014. Zgromadzenie, reż. Brian Gilbert

Oryginalny tytuł: The Gathering
Reżyseria: Brian Gilbert
Scenariusz: Anthony Horowitz
Zdjęcia: Martin Fuhrer
Muzyka: Anne Dudley
Kraj: USA / Wielka Brytania
Gatunek: Horror / Thriller
Premiera światowa: 23 lutego 2003
Premiera polska: 04 czerwca 2004
Obsada: Christina Ricci, Ioan Gruffudd, Harry Forrester, Jessica Mann, Simon Russell Beale, Stephen Dillane, Kerry Fox

    Młoda dziewczyna o imieniu Cassie (Christina Ricci) zostaje potrącona przez samochód kierowany przez matkę pewnego chłopca o imieniu Michael (Harry Forrester). Kobieta zawozi ją do szpitala a potem opiekuje się nią. Wkrótce dziewczyna przywiązuje się do dzieci owej kobiety oraz pewnego naukowca, który bada okryty niedawno, zasypany kościół sprzed 2000 lat. Simon (Stephen Dillane) wraz ze swoim przyjacielem Luke`iem (Simon Russell Beale) odkrywają, że postacie znajdujące się na płaskorzeźbie z kościoła, są obecne przy każdym tragicznym wydarzeniu od czasów ukrzyżowania Chrystusa. Postacie te nazwane są Zgromadzeniem, które zostało przeklęte za bycie biernym widzem ukrzyżowania. Cassie od czasu wypadku ma dziwne wizje, które napawają ją niepokojem. Wraz z nowo poznanym przyjacielem stara się rozwikłać zagadkę jej własnych wizji. Dowiaduje się okrutnej prawdy o samej sobie.

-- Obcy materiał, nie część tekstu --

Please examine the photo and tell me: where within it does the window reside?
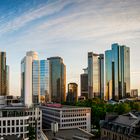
[12,120,15,125]
[3,121,6,126]
[16,120,19,125]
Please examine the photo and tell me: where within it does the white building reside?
[21,51,40,106]
[41,104,91,132]
[0,104,42,140]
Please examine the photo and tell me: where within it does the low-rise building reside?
[41,104,91,132]
[0,104,42,140]
[100,113,140,140]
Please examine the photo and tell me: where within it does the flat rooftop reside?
[41,104,91,110]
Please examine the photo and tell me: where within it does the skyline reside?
[0,0,140,95]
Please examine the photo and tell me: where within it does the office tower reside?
[105,43,130,100]
[40,60,51,102]
[21,51,40,106]
[88,52,104,99]
[0,52,6,96]
[48,57,66,102]
[6,65,10,95]
[67,83,78,103]
[80,68,88,99]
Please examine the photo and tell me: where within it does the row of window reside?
[62,122,86,127]
[63,109,89,113]
[0,120,28,127]
[104,131,135,140]
[0,127,27,133]
[62,113,86,117]
[62,118,86,122]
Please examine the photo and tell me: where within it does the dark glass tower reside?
[88,52,104,99]
[48,57,66,102]
[105,43,130,100]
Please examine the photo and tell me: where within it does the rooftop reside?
[45,128,94,140]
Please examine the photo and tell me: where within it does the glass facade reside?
[105,43,130,100]
[0,52,7,96]
[6,65,10,95]
[48,57,66,102]
[32,60,40,104]
[21,51,40,106]
[40,60,51,102]
[80,68,88,99]
[67,83,78,103]
[88,52,104,98]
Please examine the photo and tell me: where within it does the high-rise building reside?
[80,68,88,99]
[67,83,78,103]
[21,51,40,106]
[105,43,130,100]
[6,65,10,95]
[88,52,104,99]
[48,57,66,102]
[40,60,51,102]
[0,52,7,96]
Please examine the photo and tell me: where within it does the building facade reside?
[40,60,51,102]
[0,52,7,96]
[67,83,78,103]
[41,104,91,132]
[100,113,140,140]
[0,105,42,140]
[105,43,130,100]
[131,89,138,98]
[6,65,10,95]
[80,68,88,99]
[21,51,40,106]
[48,57,66,102]
[88,52,104,99]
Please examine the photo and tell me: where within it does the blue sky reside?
[0,0,140,95]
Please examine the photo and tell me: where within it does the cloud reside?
[0,0,70,35]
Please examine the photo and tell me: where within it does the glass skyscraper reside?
[88,52,104,99]
[40,60,51,102]
[48,57,66,102]
[105,43,130,100]
[21,51,40,106]
[80,68,88,99]
[0,52,7,96]
[67,83,78,103]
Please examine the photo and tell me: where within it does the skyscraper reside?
[105,43,130,100]
[80,68,88,99]
[40,60,51,102]
[0,52,7,96]
[21,51,40,106]
[67,83,78,103]
[6,65,10,95]
[48,57,66,102]
[88,52,104,99]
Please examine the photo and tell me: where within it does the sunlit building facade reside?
[0,52,6,96]
[105,43,130,100]
[80,68,88,99]
[48,57,66,102]
[40,60,51,102]
[21,51,40,106]
[88,52,104,99]
[6,65,10,95]
[67,83,78,103]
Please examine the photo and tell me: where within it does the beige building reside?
[100,112,140,140]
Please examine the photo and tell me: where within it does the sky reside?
[0,0,140,95]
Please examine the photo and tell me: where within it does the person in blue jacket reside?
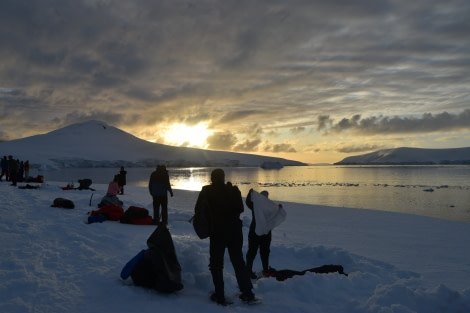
[149,165,173,225]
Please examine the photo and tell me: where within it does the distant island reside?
[334,147,470,165]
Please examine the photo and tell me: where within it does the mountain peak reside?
[0,120,305,168]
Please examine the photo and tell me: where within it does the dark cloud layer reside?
[0,0,470,161]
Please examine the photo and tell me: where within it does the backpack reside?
[120,205,152,225]
[51,198,75,209]
[129,225,184,293]
[189,191,211,239]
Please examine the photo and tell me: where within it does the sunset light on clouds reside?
[0,0,470,163]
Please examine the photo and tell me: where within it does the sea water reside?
[41,165,470,222]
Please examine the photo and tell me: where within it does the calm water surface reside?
[42,165,470,222]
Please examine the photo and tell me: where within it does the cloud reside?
[332,109,470,135]
[207,132,237,150]
[264,143,296,153]
[336,144,386,153]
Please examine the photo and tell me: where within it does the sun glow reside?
[164,123,211,148]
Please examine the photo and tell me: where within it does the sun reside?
[164,123,211,148]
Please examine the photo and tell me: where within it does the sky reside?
[0,180,470,313]
[0,0,470,163]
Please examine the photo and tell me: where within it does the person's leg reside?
[153,196,160,223]
[209,238,225,303]
[246,229,258,274]
[227,229,253,296]
[161,197,168,225]
[259,232,271,273]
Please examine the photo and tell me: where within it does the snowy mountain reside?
[0,120,305,168]
[335,147,470,165]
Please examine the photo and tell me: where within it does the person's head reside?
[211,168,225,184]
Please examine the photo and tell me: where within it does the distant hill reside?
[335,147,470,165]
[0,120,306,168]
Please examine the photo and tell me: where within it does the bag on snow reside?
[51,198,75,209]
[120,206,152,225]
[127,225,183,293]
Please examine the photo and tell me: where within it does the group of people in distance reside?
[153,165,281,306]
[0,155,30,186]
[97,165,281,306]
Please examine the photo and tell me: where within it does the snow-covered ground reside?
[0,182,470,313]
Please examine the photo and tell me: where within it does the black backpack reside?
[51,198,75,209]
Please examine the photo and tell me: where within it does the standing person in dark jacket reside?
[196,169,257,305]
[245,189,282,278]
[0,155,10,181]
[118,166,127,195]
[149,165,173,225]
[8,155,18,186]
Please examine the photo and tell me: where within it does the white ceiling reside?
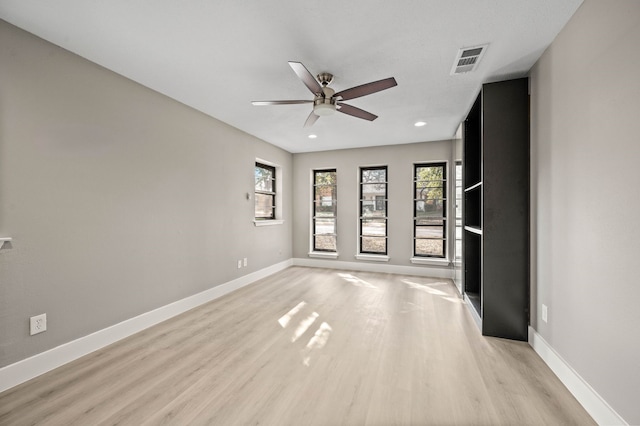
[0,0,582,152]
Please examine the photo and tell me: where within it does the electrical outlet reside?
[29,314,47,336]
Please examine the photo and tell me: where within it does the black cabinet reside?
[463,78,529,340]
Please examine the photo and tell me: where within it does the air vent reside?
[451,44,488,74]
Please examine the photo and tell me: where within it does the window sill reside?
[253,219,284,226]
[309,251,338,259]
[356,254,389,262]
[409,257,451,266]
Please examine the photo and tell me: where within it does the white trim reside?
[464,293,482,332]
[529,327,628,425]
[308,251,338,259]
[0,259,293,392]
[0,237,12,249]
[253,219,284,226]
[355,253,389,262]
[409,257,451,266]
[293,258,453,279]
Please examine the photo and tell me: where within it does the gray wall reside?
[293,140,453,266]
[0,21,292,367]
[531,0,640,424]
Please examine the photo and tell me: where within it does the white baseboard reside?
[293,257,453,279]
[529,327,628,425]
[0,259,293,392]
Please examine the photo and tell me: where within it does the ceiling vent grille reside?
[451,44,488,74]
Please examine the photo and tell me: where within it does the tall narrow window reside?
[360,166,388,255]
[413,163,447,257]
[455,161,462,260]
[313,169,337,252]
[255,163,276,220]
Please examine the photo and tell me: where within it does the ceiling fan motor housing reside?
[313,85,336,117]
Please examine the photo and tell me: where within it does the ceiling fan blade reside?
[334,77,398,101]
[289,61,322,95]
[251,100,313,106]
[303,111,320,127]
[337,104,378,121]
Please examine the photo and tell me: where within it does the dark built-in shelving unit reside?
[462,78,529,340]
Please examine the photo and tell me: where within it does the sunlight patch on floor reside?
[338,273,378,288]
[291,312,320,343]
[278,300,307,328]
[302,322,333,367]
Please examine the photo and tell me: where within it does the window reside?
[359,166,388,255]
[455,161,462,261]
[312,169,337,252]
[255,163,276,220]
[413,163,447,257]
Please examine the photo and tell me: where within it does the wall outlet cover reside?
[29,314,47,336]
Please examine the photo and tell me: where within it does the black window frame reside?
[411,161,448,259]
[253,161,276,220]
[358,166,389,256]
[311,169,338,253]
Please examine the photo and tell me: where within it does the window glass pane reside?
[362,198,387,217]
[416,226,444,239]
[415,200,446,218]
[361,219,387,237]
[416,165,444,182]
[416,218,444,226]
[315,217,336,234]
[312,170,337,252]
[255,193,273,219]
[413,163,447,257]
[314,199,337,217]
[415,239,444,256]
[313,235,337,251]
[415,186,444,200]
[255,165,275,192]
[314,170,336,185]
[361,168,387,183]
[360,237,387,254]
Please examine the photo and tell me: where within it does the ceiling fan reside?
[251,61,398,127]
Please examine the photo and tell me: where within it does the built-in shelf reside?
[464,226,482,235]
[464,182,482,192]
[462,78,530,341]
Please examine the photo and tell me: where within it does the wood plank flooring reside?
[0,267,595,426]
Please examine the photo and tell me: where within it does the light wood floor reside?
[0,267,595,426]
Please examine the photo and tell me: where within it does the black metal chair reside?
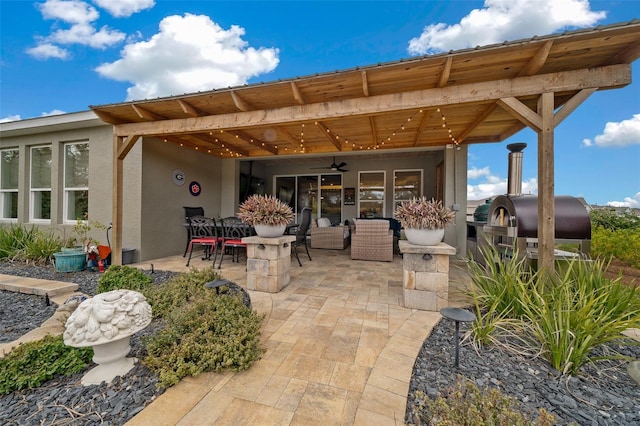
[218,216,253,269]
[187,216,222,266]
[291,207,311,266]
[182,206,204,257]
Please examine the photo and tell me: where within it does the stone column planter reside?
[242,235,296,293]
[399,241,456,312]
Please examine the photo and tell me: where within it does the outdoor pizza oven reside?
[472,144,591,262]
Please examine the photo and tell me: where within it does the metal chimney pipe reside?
[507,142,527,195]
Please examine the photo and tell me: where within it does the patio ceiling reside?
[91,20,640,158]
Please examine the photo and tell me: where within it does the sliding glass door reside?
[274,174,342,225]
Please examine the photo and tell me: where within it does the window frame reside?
[62,141,90,224]
[357,170,387,218]
[29,144,53,223]
[0,147,20,222]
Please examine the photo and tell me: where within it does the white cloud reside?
[467,167,538,200]
[96,14,279,100]
[0,115,22,123]
[408,0,606,55]
[27,0,125,59]
[467,166,491,179]
[582,114,640,147]
[27,42,69,60]
[607,192,640,209]
[93,0,155,18]
[40,109,66,117]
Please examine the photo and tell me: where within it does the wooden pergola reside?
[91,20,640,268]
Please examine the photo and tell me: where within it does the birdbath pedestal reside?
[63,290,151,386]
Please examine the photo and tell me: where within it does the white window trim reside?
[0,148,19,223]
[29,145,53,223]
[357,170,387,217]
[62,141,89,225]
[393,169,424,217]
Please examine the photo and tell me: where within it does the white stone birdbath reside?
[63,290,151,386]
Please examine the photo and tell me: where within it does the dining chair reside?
[218,216,252,269]
[291,207,311,266]
[187,216,222,266]
[182,206,204,257]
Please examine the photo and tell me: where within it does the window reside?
[64,143,89,222]
[393,169,422,212]
[0,149,20,220]
[358,171,386,218]
[29,146,51,221]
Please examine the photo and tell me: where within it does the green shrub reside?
[144,286,263,387]
[591,227,640,268]
[96,265,153,293]
[0,224,62,263]
[470,253,640,374]
[589,209,640,231]
[0,336,93,395]
[145,268,224,318]
[415,377,555,426]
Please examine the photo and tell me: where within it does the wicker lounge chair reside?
[351,219,393,262]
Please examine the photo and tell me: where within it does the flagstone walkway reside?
[127,249,468,426]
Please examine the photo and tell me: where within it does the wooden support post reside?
[111,135,125,265]
[538,92,555,271]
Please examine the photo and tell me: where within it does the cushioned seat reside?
[311,218,351,250]
[351,219,393,262]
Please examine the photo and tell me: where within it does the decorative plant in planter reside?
[395,197,456,245]
[237,194,293,237]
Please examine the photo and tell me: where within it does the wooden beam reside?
[457,103,498,143]
[316,121,342,151]
[538,92,555,272]
[178,99,207,117]
[497,98,542,132]
[114,64,631,136]
[114,135,140,160]
[191,134,249,157]
[369,115,378,144]
[131,104,166,121]
[438,56,453,87]
[553,88,598,128]
[230,130,278,155]
[360,71,369,96]
[111,135,123,265]
[413,109,431,146]
[230,90,253,111]
[611,41,640,64]
[518,40,553,77]
[291,81,306,105]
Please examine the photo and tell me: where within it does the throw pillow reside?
[318,217,331,228]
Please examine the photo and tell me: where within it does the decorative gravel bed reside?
[0,263,640,425]
[405,319,640,426]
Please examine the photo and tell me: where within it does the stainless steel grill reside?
[467,143,591,263]
[483,195,591,260]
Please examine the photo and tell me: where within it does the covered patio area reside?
[128,249,469,425]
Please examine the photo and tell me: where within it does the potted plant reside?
[237,194,293,237]
[395,197,456,246]
[53,214,106,272]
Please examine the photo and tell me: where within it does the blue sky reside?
[0,0,640,207]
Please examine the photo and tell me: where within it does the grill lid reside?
[487,195,591,240]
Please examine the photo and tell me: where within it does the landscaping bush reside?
[416,377,555,426]
[590,209,640,268]
[0,224,62,263]
[0,336,93,394]
[470,253,640,374]
[96,265,153,294]
[143,270,263,387]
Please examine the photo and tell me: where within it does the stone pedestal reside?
[242,235,296,293]
[399,240,456,312]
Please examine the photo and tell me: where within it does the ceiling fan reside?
[312,156,349,172]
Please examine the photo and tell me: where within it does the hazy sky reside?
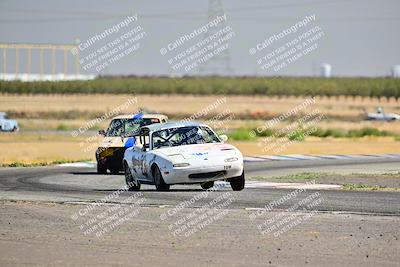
[0,0,400,76]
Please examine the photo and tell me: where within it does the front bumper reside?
[161,162,243,184]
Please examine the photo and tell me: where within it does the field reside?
[0,94,400,164]
[0,77,400,99]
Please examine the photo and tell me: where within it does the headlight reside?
[173,163,190,167]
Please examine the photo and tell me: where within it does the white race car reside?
[123,122,245,191]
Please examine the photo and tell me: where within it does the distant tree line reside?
[0,77,400,100]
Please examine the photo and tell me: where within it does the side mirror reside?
[219,134,228,143]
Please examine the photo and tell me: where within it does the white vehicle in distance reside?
[123,122,245,191]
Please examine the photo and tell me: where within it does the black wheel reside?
[200,181,214,189]
[124,163,140,191]
[153,166,169,191]
[97,162,107,174]
[229,171,245,191]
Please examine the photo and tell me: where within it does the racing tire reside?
[124,163,140,191]
[200,181,214,189]
[229,171,245,191]
[153,166,169,191]
[97,162,107,174]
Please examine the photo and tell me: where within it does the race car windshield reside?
[106,118,159,137]
[153,126,221,149]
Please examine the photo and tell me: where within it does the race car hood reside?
[156,143,240,160]
[99,136,135,148]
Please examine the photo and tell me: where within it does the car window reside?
[153,126,220,149]
[106,119,124,137]
[106,118,160,137]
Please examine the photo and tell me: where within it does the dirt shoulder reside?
[0,202,400,266]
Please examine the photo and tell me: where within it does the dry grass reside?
[0,94,400,116]
[0,133,400,164]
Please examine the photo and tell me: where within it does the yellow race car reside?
[96,113,168,174]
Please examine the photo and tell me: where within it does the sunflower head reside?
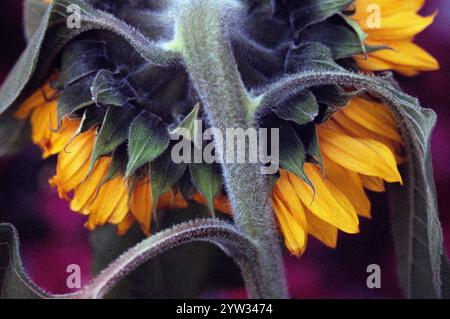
[1,0,437,255]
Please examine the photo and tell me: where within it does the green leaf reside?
[261,70,449,298]
[286,42,345,73]
[339,13,367,55]
[189,163,223,215]
[296,123,323,167]
[125,112,170,177]
[274,90,319,125]
[0,112,31,157]
[91,106,138,170]
[170,103,200,140]
[23,0,49,41]
[301,21,365,60]
[59,40,111,87]
[58,75,94,123]
[291,0,354,32]
[311,85,351,107]
[0,224,49,299]
[0,0,179,113]
[91,70,131,107]
[280,122,311,188]
[150,150,187,207]
[98,144,126,192]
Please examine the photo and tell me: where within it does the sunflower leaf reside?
[150,150,187,207]
[170,103,200,140]
[339,13,367,54]
[58,75,94,123]
[0,224,49,299]
[291,0,354,32]
[90,106,138,171]
[125,111,170,177]
[274,90,319,125]
[260,69,449,298]
[300,21,365,60]
[91,70,132,107]
[280,122,311,185]
[59,40,111,87]
[23,0,49,41]
[189,163,223,215]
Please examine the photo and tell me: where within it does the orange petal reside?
[130,177,153,236]
[70,157,111,215]
[305,209,338,248]
[272,195,308,256]
[323,157,371,218]
[288,163,359,234]
[52,128,96,198]
[359,174,386,193]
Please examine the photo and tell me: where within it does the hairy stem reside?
[171,0,288,298]
[72,219,257,299]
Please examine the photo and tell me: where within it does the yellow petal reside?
[364,11,436,43]
[52,128,96,199]
[305,209,338,248]
[157,190,175,209]
[87,176,128,230]
[333,97,402,143]
[317,121,402,183]
[352,0,425,22]
[70,157,111,215]
[323,157,371,218]
[173,192,189,209]
[272,195,308,256]
[130,177,153,236]
[116,214,136,236]
[288,163,359,234]
[42,118,80,158]
[355,40,439,76]
[359,174,386,193]
[273,170,307,229]
[31,101,57,152]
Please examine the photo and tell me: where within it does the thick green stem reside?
[172,0,288,298]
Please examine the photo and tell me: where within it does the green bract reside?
[0,0,449,298]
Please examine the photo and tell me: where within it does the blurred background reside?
[0,0,450,298]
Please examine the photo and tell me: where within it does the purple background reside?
[0,0,450,298]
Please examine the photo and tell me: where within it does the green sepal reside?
[149,150,187,212]
[274,90,319,125]
[286,42,345,73]
[98,144,128,188]
[59,40,111,87]
[91,70,132,107]
[189,163,223,216]
[300,21,365,60]
[170,103,200,140]
[58,75,94,123]
[280,122,312,186]
[291,0,354,33]
[125,111,170,177]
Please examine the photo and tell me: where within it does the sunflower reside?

    Bardzo podobały mi się te postacie ze "Zgromadzenia". Nic nie mówiły a jednak samą mimiką oddawały klimat tego filmu. Inne postacie dla przykładu Christina Ricci to dobry wybór. Dziwnie było zobaczyć bohaterkę Caspra w horrorze, ale udało jej się sprostać zadaniu.
    Nie powiedziałabym, że to jest horror, a jeżeli już to taki bardziej psychiczny horror. W horrorach jest zdecydowanie więcej grozy, więcej krwi i w ogóle, ale powinno być też to co ja najbardziej cenie w horrorach- napięcie. a tutaj? oczywiście to było.
    Film jak to przystało na dobry film grozy powinien mieć ten odpowiedni klimat. Mroki, mało słów i właściwie cała akcja filmu i jego fantastyczność oparta na spojrzeniach, gestach, przerażeniu. Ten film zawierał to wszystko. 
    Do połowy filmu tak naprawdę nie wiedziałam w ogóle o co chodzi. to znaczy w sumie wiedziałam o czym to jest, ale nie umiałam jakoś tego związać w jedną całość. Później już jakoś to było i w końcu doznałam olśnienia. Mam nadzieję, że o to właśnie chodziło reżyserowi, żeby do końca nie wiadomo było o co dokładnie chodzi. Żeby nie podać całego rozwiązania do końca tylko uzyskiwać informacje stopniowo.
    Najbardziej podobał mi się klimat filmu, bardzo przypominający klimat z "Darkness". Co mnie zawiodło? w sumie nic. Denerwowało mnie tylko troszkę, że nie wiedziałam wszystkiego od razu, że nie umiałam rozwikłać zagadki tego filmu już w połowie jego oglądania.